Em 2012, o Sistema Único de Saúde (SUS) registrou no país 47 casos
confirmados dessa doença emergente, cujo nome oficial é síndrome
pulmonar e cardiovascular por hantavírus (SPCVH) – adquirida
quando se inalam os aerossóis da urina, da saliva e das fezes de ratos
silvestres infectados. Desde que foi descoberta nas Américas, em 1993,
até hoje foram registrados cerca de 1,6 mil casos no Brasil. O número é
baixíssimo, se comparado com outras moléstias, mas o que preocupa é a
sua letalidade: quase metade dos infectados morreu.
Há poucos centros no país com estrutura para estudar um microrganismo
tão virulento, entre eles o Centro de Pesquisa em Virologia da
Faculdade de Medicina de Ribeirão Preto, da Universidade de São Paulo
(USP), que construiu um laboratório de nível 3 de biossegurança (o
segundo mais seguro da escala) com auxílio da FAPESP.

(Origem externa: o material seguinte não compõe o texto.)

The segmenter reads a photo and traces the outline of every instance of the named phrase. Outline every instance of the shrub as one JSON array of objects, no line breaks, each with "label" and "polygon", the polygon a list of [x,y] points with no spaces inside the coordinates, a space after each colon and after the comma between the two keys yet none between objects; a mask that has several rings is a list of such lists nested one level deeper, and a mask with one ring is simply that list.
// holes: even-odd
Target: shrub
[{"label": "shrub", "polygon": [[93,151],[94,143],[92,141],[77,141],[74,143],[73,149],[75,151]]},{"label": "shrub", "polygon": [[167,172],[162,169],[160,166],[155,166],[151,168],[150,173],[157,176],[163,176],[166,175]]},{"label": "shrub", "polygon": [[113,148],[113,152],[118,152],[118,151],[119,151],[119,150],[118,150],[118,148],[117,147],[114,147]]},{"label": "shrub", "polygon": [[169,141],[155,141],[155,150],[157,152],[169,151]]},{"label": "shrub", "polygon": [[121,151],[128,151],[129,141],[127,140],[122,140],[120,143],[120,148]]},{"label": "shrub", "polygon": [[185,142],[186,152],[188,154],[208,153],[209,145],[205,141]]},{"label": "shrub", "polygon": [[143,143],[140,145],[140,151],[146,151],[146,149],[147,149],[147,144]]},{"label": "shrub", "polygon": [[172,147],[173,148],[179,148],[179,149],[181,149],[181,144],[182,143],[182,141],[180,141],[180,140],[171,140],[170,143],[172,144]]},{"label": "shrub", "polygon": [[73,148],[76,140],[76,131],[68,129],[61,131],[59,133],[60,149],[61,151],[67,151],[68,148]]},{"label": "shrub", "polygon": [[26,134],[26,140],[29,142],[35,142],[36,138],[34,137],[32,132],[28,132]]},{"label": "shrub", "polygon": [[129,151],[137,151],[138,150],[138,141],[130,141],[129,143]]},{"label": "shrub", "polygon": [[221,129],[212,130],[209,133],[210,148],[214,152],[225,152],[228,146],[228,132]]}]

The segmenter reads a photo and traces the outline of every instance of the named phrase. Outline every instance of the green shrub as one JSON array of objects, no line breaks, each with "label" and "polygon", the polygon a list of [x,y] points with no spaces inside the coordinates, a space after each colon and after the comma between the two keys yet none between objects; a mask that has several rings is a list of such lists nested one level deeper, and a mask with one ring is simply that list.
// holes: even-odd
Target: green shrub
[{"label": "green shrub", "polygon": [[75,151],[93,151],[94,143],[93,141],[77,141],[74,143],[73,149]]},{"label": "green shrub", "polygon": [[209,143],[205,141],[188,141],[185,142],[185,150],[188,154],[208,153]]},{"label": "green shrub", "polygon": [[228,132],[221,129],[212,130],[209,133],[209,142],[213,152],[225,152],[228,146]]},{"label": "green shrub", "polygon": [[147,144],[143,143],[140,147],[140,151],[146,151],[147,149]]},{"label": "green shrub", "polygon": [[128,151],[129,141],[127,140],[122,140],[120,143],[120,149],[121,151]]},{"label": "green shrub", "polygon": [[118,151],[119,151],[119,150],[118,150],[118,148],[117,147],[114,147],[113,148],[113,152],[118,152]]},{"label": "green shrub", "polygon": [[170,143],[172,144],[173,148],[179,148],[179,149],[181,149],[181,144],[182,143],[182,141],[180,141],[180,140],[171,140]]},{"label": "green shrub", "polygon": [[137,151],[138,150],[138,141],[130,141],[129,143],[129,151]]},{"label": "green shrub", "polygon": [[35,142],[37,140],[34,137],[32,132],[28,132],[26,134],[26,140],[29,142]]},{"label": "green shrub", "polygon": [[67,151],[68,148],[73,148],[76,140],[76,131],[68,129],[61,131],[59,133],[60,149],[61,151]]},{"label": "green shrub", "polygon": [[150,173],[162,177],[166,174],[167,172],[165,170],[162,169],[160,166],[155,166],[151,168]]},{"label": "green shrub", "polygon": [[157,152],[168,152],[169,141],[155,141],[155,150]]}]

Em 2006, com apoio da USP e da FAPESP, os pesquisadores depositaram
um pedido de patente, publicada dois anos depois, de uma proteína
antigênica de hantavírus – que provoca a formação de anticorpos
específicos quando introduzida no organismo – produzida no centro.
Atualmente, a proteína é usada para fazer o diagnóstico da doença. Mas a
ideia é criar uma vacina a partir dela.
“Como ela induz a produção de anticorpos, poderia ser avaliado o seu
potencial como vacina”, disse o pesquisador Luiz Tadeu Moraes
Figueiredo, coordenador do Projeto Temático "Estudos
sobre vírus emergentes incluindo arbovírus, robovírus, vírus
respiratórios e de transmissão congênita, no Centro de Pesquisa em
Virologia da Faculdade de Medicina de Ribeirão Preto, Universidade de
São Paulo", concluído em 2012.
“Temos de saber antes se essa proteína que produzimos protege animais
contra a infecção. Se ela proteger, vamos em frente até chegar ao
homem. É um processo demorado, mas nós pretendemos começar”, afirmou.
A proteína em questão é o segundo método de diagnóstico de
hantavirose desenvolvido pelo centro. O primeiro usa uma técnica
relativamente comum, a reação em cadeia de polimerase, em tempo real, na
qual se detecta o genoma do vírus em uma amostra do sangue do paciente
ou de um fragmento de tecido de uma vítima.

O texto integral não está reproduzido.